Let $X$ be a (possibly singular) compact complex manifold of complex dimension $n$ and let $Y\subset X$ be a submanifold along we blow-up $X$. So we get a blow-down map $P:Bl_Y X\to X$.
Is $P^*: H^{2n}(X,\mathbb R)\to H^{2n}(Bl_YX,\mathbb R)$ an isomorphism?
So far I looked at the Mayer Vietoris sequence for $Bl_YX = (Bl_YX\setminus E) \cup E$, where $E$ is the exceptional divisor. We also call the corresponding intersection $Z$. If $X$ is non-singular, then $Z=S^{2n-1}$.
$Bl_YX\setminus E \simeq X\setminus Y$ and as $\dim Y \le 2n-2$, it follows that $H^{2n}(X) = H^{2n}(X\setminus Y)$ and $H^{2n-1}(X) = H^{2n-1}(X\setminus Y)$. Also, $\dim E = 2n-2$, so $H^{2n}(E)=H^{2n-1}(E) =0$.
Thus $$\to H^3(X) \stackrel j \to H^3 (Z)\to H^4(Bl_YX)\stackrel {i^*}\to H^4(X) \to 0$$ is exact.
Thus in order for $H^4(Bl_YX)$ to be isomorphic to $H^4(X)$, we need $j$ to be surjective.
But even so, this would only tell me that $i^*$ is an isomorphism. I am interested in $P^*$.
In the situation where $Y\subset X$ are both complex manifolds, this is true.
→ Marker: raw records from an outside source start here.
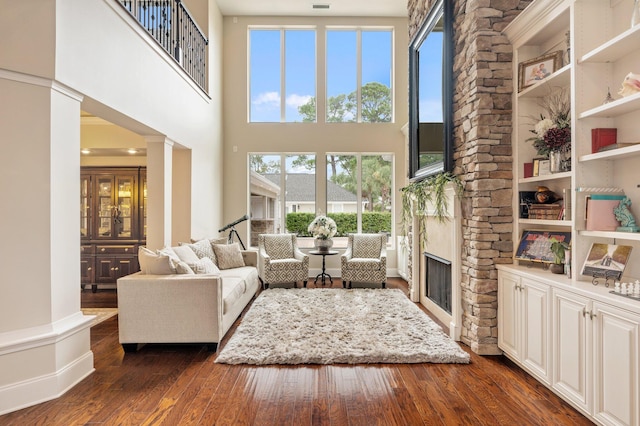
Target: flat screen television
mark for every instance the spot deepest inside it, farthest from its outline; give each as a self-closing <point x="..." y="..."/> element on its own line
<point x="431" y="94"/>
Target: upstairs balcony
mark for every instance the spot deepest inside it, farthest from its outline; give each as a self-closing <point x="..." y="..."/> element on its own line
<point x="171" y="25"/>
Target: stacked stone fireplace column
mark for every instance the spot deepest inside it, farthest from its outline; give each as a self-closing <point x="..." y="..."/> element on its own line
<point x="482" y="134"/>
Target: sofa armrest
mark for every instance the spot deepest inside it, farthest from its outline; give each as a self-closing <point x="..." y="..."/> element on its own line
<point x="170" y="308"/>
<point x="250" y="257"/>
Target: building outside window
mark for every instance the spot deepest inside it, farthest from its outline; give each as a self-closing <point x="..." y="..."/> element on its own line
<point x="359" y="194"/>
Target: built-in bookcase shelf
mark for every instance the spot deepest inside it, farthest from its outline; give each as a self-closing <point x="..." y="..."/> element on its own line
<point x="626" y="152"/>
<point x="615" y="108"/>
<point x="615" y="48"/>
<point x="560" y="78"/>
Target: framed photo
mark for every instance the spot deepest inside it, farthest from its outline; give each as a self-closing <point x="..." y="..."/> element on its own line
<point x="536" y="167"/>
<point x="535" y="246"/>
<point x="537" y="69"/>
<point x="544" y="167"/>
<point x="606" y="260"/>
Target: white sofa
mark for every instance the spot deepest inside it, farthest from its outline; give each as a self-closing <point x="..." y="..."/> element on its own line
<point x="184" y="308"/>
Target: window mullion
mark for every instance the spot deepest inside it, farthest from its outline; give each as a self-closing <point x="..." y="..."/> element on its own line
<point x="358" y="76"/>
<point x="359" y="191"/>
<point x="282" y="76"/>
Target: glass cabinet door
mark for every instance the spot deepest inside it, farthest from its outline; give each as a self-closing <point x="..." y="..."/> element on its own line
<point x="123" y="212"/>
<point x="143" y="208"/>
<point x="85" y="181"/>
<point x="105" y="206"/>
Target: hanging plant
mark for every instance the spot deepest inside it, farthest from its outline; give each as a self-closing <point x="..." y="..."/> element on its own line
<point x="428" y="193"/>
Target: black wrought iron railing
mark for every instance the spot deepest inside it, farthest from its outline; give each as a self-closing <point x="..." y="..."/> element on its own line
<point x="171" y="24"/>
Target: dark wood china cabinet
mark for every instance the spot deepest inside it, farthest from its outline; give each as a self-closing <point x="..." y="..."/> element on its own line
<point x="113" y="222"/>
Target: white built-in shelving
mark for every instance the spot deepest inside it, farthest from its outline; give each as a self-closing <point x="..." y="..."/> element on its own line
<point x="579" y="339"/>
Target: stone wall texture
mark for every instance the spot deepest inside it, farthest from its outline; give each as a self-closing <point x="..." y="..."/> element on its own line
<point x="483" y="89"/>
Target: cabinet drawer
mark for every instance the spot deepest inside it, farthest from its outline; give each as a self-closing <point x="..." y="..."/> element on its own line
<point x="86" y="249"/>
<point x="122" y="249"/>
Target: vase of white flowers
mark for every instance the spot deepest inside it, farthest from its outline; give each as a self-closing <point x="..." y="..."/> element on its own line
<point x="552" y="131"/>
<point x="323" y="228"/>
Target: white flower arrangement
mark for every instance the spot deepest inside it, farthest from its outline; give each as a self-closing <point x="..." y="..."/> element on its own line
<point x="323" y="227"/>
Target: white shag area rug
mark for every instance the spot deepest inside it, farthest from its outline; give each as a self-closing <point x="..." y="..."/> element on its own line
<point x="338" y="326"/>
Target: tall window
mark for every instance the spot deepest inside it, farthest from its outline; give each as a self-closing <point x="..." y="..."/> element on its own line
<point x="359" y="192"/>
<point x="359" y="75"/>
<point x="281" y="202"/>
<point x="282" y="74"/>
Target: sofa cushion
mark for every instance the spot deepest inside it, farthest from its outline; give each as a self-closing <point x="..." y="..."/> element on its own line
<point x="204" y="266"/>
<point x="185" y="253"/>
<point x="155" y="264"/>
<point x="228" y="255"/>
<point x="232" y="290"/>
<point x="183" y="268"/>
<point x="202" y="249"/>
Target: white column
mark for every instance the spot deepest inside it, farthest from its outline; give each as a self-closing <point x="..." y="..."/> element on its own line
<point x="159" y="184"/>
<point x="44" y="338"/>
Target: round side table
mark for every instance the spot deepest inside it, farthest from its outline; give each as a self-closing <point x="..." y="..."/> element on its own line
<point x="323" y="275"/>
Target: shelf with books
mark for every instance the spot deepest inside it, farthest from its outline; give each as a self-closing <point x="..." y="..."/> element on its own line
<point x="544" y="178"/>
<point x="631" y="236"/>
<point x="545" y="222"/>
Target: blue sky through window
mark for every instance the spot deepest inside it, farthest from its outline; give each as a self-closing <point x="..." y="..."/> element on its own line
<point x="300" y="68"/>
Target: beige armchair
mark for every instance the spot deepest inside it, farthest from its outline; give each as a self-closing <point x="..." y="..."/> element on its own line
<point x="365" y="259"/>
<point x="280" y="260"/>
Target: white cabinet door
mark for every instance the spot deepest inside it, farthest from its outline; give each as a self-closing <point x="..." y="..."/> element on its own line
<point x="508" y="313"/>
<point x="572" y="347"/>
<point x="616" y="365"/>
<point x="536" y="349"/>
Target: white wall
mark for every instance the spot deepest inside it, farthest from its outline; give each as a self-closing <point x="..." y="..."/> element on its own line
<point x="58" y="58"/>
<point x="241" y="137"/>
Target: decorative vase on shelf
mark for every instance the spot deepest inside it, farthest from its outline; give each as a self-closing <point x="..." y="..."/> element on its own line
<point x="323" y="244"/>
<point x="559" y="161"/>
<point x="556" y="268"/>
<point x="545" y="196"/>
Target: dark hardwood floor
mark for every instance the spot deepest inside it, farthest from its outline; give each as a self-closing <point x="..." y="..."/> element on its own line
<point x="181" y="385"/>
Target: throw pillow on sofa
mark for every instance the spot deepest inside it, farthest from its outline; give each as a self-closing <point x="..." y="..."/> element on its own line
<point x="185" y="253"/>
<point x="155" y="264"/>
<point x="204" y="266"/>
<point x="228" y="255"/>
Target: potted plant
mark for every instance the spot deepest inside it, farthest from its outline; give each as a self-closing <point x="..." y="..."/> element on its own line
<point x="558" y="248"/>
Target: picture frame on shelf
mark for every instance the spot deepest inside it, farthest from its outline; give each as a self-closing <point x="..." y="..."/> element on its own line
<point x="544" y="167"/>
<point x="535" y="70"/>
<point x="535" y="245"/>
<point x="606" y="261"/>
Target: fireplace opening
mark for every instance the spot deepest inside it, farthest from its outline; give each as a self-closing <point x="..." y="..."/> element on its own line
<point x="438" y="281"/>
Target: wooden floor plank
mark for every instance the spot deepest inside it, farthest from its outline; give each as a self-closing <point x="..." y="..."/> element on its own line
<point x="181" y="384"/>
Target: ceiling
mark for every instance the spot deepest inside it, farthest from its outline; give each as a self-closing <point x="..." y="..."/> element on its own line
<point x="305" y="7"/>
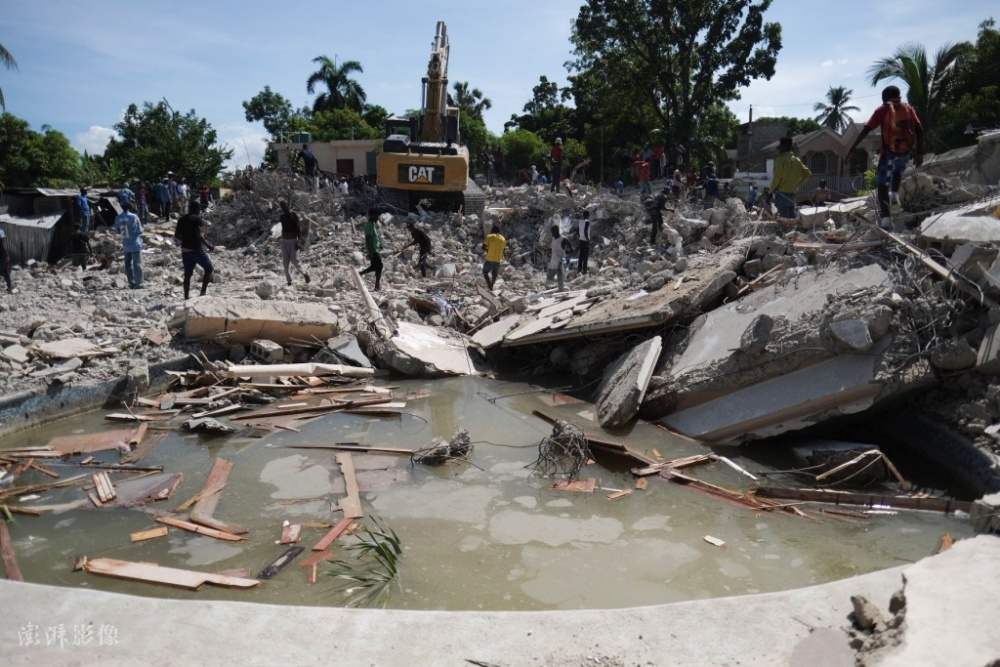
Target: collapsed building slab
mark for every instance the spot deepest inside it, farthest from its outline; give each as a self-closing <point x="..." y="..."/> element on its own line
<point x="241" y="321"/>
<point x="620" y="394"/>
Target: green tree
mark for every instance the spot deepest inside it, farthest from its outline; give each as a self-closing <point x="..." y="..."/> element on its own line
<point x="7" y="60"/>
<point x="470" y="101"/>
<point x="157" y="139"/>
<point x="341" y="124"/>
<point x="676" y="59"/>
<point x="342" y="92"/>
<point x="833" y="112"/>
<point x="930" y="84"/>
<point x="33" y="159"/>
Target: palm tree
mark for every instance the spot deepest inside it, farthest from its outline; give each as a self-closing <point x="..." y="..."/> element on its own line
<point x="472" y="101"/>
<point x="929" y="85"/>
<point x="834" y="115"/>
<point x="343" y="92"/>
<point x="8" y="61"/>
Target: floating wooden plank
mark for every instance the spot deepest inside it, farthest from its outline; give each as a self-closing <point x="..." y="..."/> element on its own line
<point x="204" y="508"/>
<point x="893" y="501"/>
<point x="135" y="492"/>
<point x="334" y="533"/>
<point x="283" y="560"/>
<point x="291" y="533"/>
<point x="715" y="541"/>
<point x="169" y="576"/>
<point x="8" y="554"/>
<point x="105" y="490"/>
<point x="201" y="530"/>
<point x="143" y="535"/>
<point x="579" y="486"/>
<point x="351" y="504"/>
<point x="318" y="557"/>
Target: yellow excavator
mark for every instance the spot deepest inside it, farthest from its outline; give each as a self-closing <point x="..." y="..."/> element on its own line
<point x="423" y="160"/>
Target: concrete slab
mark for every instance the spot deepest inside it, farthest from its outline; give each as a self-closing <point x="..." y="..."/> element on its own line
<point x="722" y="330"/>
<point x="784" y="403"/>
<point x="624" y="386"/>
<point x="283" y="322"/>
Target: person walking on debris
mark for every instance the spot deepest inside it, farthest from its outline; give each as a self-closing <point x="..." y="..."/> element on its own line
<point x="84" y="205"/>
<point x="494" y="245"/>
<point x="789" y="175"/>
<point x="901" y="133"/>
<point x="5" y="262"/>
<point x="820" y="195"/>
<point x="556" y="156"/>
<point x="291" y="241"/>
<point x="190" y="232"/>
<point x="584" y="235"/>
<point x="373" y="247"/>
<point x="311" y="165"/>
<point x="423" y="242"/>
<point x="130" y="227"/>
<point x="557" y="253"/>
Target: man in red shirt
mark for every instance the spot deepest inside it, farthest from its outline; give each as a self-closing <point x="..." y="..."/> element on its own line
<point x="556" y="156"/>
<point x="901" y="132"/>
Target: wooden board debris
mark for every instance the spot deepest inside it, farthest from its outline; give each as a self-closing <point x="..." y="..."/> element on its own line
<point x="351" y="504"/>
<point x="204" y="507"/>
<point x="150" y="573"/>
<point x="201" y="530"/>
<point x="334" y="533"/>
<point x="283" y="560"/>
<point x="580" y="485"/>
<point x="150" y="534"/>
<point x="8" y="554"/>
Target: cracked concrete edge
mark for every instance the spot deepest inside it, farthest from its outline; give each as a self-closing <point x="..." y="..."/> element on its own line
<point x="28" y="409"/>
<point x="752" y="630"/>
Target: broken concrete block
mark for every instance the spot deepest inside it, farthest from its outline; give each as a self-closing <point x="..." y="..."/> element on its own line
<point x="267" y="351"/>
<point x="988" y="359"/>
<point x="624" y="385"/>
<point x="244" y="320"/>
<point x="16" y="353"/>
<point x="852" y="335"/>
<point x="985" y="514"/>
<point x="953" y="355"/>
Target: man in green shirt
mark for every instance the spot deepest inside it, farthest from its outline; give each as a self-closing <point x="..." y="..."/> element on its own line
<point x="790" y="174"/>
<point x="373" y="247"/>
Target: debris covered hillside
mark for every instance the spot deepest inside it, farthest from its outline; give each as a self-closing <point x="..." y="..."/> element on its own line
<point x="741" y="304"/>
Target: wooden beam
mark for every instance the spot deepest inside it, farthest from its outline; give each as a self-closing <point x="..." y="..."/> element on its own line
<point x="351" y="504"/>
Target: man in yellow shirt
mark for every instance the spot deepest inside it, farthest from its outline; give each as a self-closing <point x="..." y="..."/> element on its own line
<point x="494" y="245"/>
<point x="789" y="175"/>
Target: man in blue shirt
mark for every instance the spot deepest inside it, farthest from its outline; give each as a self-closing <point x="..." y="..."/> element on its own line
<point x="129" y="225"/>
<point x="84" y="210"/>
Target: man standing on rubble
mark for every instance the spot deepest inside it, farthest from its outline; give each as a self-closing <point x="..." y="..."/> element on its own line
<point x="291" y="241"/>
<point x="901" y="132"/>
<point x="130" y="227"/>
<point x="191" y="233"/>
<point x="494" y="245"/>
<point x="583" y="232"/>
<point x="423" y="242"/>
<point x="373" y="247"/>
<point x="5" y="262"/>
<point x="556" y="156"/>
<point x="789" y="175"/>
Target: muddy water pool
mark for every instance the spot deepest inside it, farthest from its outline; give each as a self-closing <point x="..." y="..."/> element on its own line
<point x="486" y="536"/>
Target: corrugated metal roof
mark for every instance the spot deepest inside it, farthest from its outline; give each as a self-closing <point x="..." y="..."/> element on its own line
<point x="36" y="221"/>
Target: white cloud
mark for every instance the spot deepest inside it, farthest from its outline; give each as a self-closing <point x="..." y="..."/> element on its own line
<point x="246" y="141"/>
<point x="94" y="140"/>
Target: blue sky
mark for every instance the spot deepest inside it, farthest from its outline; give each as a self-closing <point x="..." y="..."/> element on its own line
<point x="80" y="63"/>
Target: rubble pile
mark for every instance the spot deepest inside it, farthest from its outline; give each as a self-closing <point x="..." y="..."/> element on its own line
<point x="788" y="294"/>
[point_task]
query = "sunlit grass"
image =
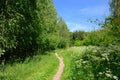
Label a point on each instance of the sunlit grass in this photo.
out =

As both $X$ and $Bl_YX$ are complex manifolds and all complex manifolds are orientable, both have top cohomology $\Bbb R$. So it suffices to show that $P^*$ is either injective or surjective on top cohomology in order to prove it is an isomorphism. We first note that $P_*: H_*(Bl_YX)\to H_*(X)$ is surjective, as $P$ is an isomorphism away from $Y$ and $Y$ is small. By duality, this gives us the injectivity required on the top piece of cohomology, and so $P^*$ is surjective and thus an isomorphism.